Spending on cancer drugs could rise at least 10 percent a year through 2013, fueled by use of effective—and expensive—new therapies used over longer periods, according to a report released on Wednesday.
Oncology medicines are on track to become the third-largest contributor to increases in drug spending by 2015, up from seventh last year, according to the report from large pharmacy benefit manager Medco Health Solutions Inc.
Medco expects spending on cancer medicines to rise by 10 percent to 12 percent this year, and by 13 percent to 15 percent in 2012.
"New cancer drugs reaching the market are expected to double during the next several years," said Medco Chief Medical Officer Glen Stettin.
More than 900 drugs are in development for oncology, by far the single-largest category, the report said. Virtually every large drugmaker is seeking to make inroads in the cancer market.
Patients are using the medicines on a more chronic basis as certain cancers become more manageable, helping to drive up spending, Medco said.
The advances in treatment are having an effect: The number of U.S. cancer survivors is expected to increase by more than 30 percent over the decade, from 13.8 million in 2010 to 18 million by 2020, Medco said.
Last year, cancer drug spending rose about 8 percent, in part because of more frequent prescribing of newer treatments, such as Celgene Corp blood cancer drug Revlimid and Novartis AG leukemia treatment Gleevec, according to the report.
Medco also pointed to a scientific journal study that found more than 90 percent of recently approved cancer drugs cost more than $20,000 for a 12-week course of therapy.
Compared with other categories, Medco said, oncology is unlikely to see big savings from an expected influx of lower-cost copies of older biotechnology drugs, known as biosimilars.
Many biotech drugs—which tend to be injected or infused—are cancer treatments. But newer cancer drugs, many of them designed for certain genetic targets, have resulted in significant improvements in care, so biosimilar versions of the older drugs may not gain traction in the market, Medco Chief Executive David Snow said.
"Everyone is going to be moving to these more advanced, more precise drugs ... there's not actually a big demand to create the old ones," Snow told reporters on Wednesday. "So I don't think you'll see a lot of relief in the oncologic space because of the enormous improvement in the ways we can treat cancer at a genetic level."
The report, which tracks overall drug utilization and spending, comes as the medical and scientific focus on new oncology treatments increases over the next few weeks.

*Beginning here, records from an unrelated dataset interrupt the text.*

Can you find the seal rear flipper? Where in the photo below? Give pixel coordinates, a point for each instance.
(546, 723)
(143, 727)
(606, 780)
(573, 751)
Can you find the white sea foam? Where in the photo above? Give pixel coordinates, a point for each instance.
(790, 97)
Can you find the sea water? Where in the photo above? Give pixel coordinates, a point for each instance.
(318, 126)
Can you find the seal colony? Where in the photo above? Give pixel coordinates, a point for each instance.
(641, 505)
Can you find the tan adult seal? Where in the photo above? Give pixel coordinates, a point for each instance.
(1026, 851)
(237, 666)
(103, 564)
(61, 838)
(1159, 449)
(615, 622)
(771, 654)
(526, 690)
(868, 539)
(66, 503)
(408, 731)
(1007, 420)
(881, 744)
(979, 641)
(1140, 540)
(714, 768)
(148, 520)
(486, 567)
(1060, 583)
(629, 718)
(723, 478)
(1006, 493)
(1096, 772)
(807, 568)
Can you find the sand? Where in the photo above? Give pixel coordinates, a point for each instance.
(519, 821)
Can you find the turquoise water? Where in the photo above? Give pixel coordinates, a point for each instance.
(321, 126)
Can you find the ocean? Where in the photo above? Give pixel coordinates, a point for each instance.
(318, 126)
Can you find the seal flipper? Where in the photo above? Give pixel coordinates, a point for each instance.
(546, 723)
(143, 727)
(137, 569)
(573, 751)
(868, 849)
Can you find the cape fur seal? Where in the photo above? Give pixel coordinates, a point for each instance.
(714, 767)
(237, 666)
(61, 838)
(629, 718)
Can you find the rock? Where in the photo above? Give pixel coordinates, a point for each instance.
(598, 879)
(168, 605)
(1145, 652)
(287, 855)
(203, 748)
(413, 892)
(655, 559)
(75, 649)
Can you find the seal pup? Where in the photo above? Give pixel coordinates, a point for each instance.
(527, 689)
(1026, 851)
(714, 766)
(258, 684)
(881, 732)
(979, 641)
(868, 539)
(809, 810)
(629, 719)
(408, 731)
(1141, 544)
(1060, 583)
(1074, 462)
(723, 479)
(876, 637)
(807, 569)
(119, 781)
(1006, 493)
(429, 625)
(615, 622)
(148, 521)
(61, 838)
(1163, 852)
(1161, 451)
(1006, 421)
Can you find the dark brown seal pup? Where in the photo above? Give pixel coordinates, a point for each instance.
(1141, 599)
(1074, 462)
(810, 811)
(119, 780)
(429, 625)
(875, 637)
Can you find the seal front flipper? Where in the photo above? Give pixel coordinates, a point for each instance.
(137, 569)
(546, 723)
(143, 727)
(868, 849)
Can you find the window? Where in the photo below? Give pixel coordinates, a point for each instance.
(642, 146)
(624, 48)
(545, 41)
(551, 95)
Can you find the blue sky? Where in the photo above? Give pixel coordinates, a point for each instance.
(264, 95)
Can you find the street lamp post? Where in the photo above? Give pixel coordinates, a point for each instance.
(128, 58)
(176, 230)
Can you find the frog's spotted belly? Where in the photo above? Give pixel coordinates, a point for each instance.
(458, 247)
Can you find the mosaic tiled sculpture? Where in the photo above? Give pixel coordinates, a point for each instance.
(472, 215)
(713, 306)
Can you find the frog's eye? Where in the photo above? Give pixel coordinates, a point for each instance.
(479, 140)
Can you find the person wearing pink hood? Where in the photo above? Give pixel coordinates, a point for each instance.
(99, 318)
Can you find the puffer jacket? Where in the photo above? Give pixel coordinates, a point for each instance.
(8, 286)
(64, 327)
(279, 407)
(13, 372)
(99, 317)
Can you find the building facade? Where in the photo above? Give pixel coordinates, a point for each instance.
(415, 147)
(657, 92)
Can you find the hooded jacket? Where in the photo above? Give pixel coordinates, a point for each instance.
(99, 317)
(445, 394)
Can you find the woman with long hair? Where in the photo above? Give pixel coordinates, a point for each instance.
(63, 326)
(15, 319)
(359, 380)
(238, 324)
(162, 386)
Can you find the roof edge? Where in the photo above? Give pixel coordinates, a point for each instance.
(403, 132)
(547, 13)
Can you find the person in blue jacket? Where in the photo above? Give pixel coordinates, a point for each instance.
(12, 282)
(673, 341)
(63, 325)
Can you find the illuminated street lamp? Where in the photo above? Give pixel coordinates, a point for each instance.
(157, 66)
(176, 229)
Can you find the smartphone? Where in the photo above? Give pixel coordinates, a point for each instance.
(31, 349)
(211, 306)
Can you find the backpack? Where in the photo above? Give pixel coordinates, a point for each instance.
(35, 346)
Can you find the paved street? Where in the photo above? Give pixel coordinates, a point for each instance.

The annual American Society of Clinical Oncology meeting begins June 3 in Chicago, bringing thousands of doctors and researchers together to discuss the latest important studies in the field. Later on Wednesday, data from hundreds of clinical drug trials will be released ahead of the meeting.
Medco, which administers drug benefits for clients such as health plans and employers, says it serves about one in five Americans, making its data a good gauge of pharmaceutical trends in the country.
Overall last year, the report said, drug spending rose 3.7 percent. Use of drugs increased 2.1 percent, the biggest gain since 2005.
Diabetes treatments, including insulin and drugs to control blood glucose levels, ranked as the biggest contributor to pharmaceutical spending growth for the fourth consecutive year.
Respiratory ranked second as a driver of spending, while rheumatology drugs were third.